Now his concern was for Kirsty. He should never have left her alone in the house. The assailant would have had ample time to kill her as she lay sleeping in her bed before coming after Sime. Though why he had attacked Sime at all was a mystery.

Sime hobbled up the steps on to the porch of the summer-house cursing his stupidity. He threw open the door and called her name at the top of his voice.

He was halfway up the stairs in the darkness when the light came on, and a pale and frightened-looking Kirsty stood on the top landing, pulling on her dressing gown, eyes dilated and dark with fear.

His legs almost gave way beneath him from the relief of seeing her. Then her mouth and eyes opened wide as she saw the blood on the side of his head and the mud on his clothes, and she hurried down the few steps that separated them to catch his arm. ‘For God’s sake, Mr Mackenzie, what happened to you?’

Through his pain and relief, he felt the comfort of the warmth that came from her body, the sureness of her touch. He had not been this close to her before, breathing in her scent, and had to overcome a powerful urge to take her in his arms. ‘I was attacked,’ was all he managed to say, and he drew himself upright again. ‘Are you all right?’

‘I’m fine. But you’re not. I’m going to call the nurse.’

Downstairs they heard the clatter of footsteps, and the screen door banging open. The patrolman left to guard the crime scene in the big house stood breathing hard at the foot of the stairs, gazing up at them in alarm. ‘What’s happened?’

CHAPTER TWENTY

I

The harbour was crowded for the arrival of the morning ferry. Pickup trucks with colourful Entry Island licence plates stood idling along the quayside. Men of all shapes and sizes, old and young, in baseball caps and trainers, baggy jeans and T-shirts, hung around in knots smoking and talking. The womenfolk stood apart in groups of their own, conducting quite different conversations. A forest of aerials and masts and radar pods broke the skyline behind them, fishing boats berthed along the pier rising and falling on the gentle grey swell.
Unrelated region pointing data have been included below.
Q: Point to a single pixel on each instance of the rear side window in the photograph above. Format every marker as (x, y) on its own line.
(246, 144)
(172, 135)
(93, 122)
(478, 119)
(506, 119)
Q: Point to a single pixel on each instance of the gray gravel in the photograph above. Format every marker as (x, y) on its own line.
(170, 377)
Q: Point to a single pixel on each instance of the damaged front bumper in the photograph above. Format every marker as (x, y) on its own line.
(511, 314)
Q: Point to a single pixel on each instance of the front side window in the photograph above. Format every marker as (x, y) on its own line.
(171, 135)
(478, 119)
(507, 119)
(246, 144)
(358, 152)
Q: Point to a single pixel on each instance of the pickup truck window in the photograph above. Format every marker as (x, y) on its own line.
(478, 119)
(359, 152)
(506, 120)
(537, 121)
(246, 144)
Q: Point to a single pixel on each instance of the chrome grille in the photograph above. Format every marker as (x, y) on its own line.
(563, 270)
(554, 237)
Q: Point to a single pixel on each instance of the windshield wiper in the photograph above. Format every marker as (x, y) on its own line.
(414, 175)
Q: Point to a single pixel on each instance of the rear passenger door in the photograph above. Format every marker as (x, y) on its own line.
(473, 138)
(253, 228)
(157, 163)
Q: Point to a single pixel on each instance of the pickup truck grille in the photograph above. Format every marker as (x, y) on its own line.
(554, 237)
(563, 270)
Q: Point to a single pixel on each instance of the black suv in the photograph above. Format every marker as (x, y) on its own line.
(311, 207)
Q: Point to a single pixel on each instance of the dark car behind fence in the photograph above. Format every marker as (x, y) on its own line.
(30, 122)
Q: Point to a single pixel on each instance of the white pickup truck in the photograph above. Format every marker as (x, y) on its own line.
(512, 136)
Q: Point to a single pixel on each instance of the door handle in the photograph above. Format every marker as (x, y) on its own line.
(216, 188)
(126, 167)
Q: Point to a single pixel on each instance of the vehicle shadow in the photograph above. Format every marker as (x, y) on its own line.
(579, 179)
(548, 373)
Sime stood at the end of the quay beyond the yellow ticket hut, the breeze in his face, watching as the now familiar shape of the blue-and-white Ivan-Quinn ferry nosed into the harbour. He was aware of the eyes that were on him, of the lowered voices exchanging the latest gossip that was doubtless spreading like wildfire across the island in the wake of the previous night’s attack. He was not looking forward to his meeting with Crozes.